Es un día hermoso. El sol de la siesta entra en diagonal por la parte descubierta de la galería. Es agradable a la cara y al cuerpo y se refleja en las plantas, que cuelgan a ambos lados hasta el techo, que se apoyan al costado de las columnas, que se trepan a otras macetas con lógicas que no entiendo, y cuyos colores parecen recién pintados.

Estoy sentado en unos sillones de caño de color blanco con almohadones verdes. Hay un vaso de coca y galletas de vainilla en una mesa del mismo material que los asientos. En la cocina suena la radio, bajito. No conozco la canción, pero me gusta. Al lado mío hay otra silla, corrida hacia un costado, como si alguien se acabara de levantar, pero no alcanzo a ver a nadie. No escucho voces ni ruidos de otras personas.

Me reclino contra el respaldar y cierro los ojos y dejo que la luz del sol atraviese mis párpados para disfrutar del momento. Muevo los dedos al ritmo de la canción, que ahora se escucha con más claridad. Sé que la conozco de algún lado, pero soy incapaz de dar con el nombre o la procedencia y, aunque intento no pensar en eso, la duda se instala de a poco en mi cabeza.
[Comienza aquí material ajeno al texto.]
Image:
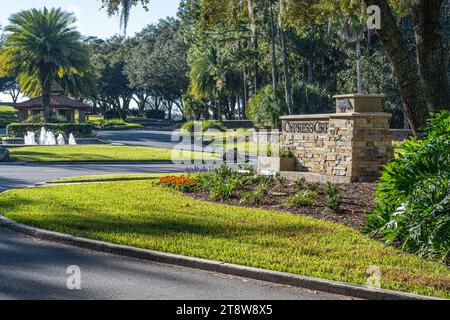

Recién en ese instante se me ocurre pensar en mi abuela y me doy cuenta que no hay rastros de ella. No están las agujas y el tejido, ni el juego de mate sobre la mesita, ni las tijeras que usa para podar las plantas.

Su ausencia, ahora, imposible de ignorar, se materializa en las cosas que me rodean. Todo se ve apenas desordenado, aunque no podría decir qué ni de qué forma. El volumen de la música empieza a subir y bajar y a sufrir interferencias hasta que la canción se ahoga por completo en una tormenta de estática. Siento frío. Me froto los brazos. El viento hace volar hojas secas y granos de arena que no me dejan ver. Finalmente, corro a la cocina cubriéndome la cara con las dos manos.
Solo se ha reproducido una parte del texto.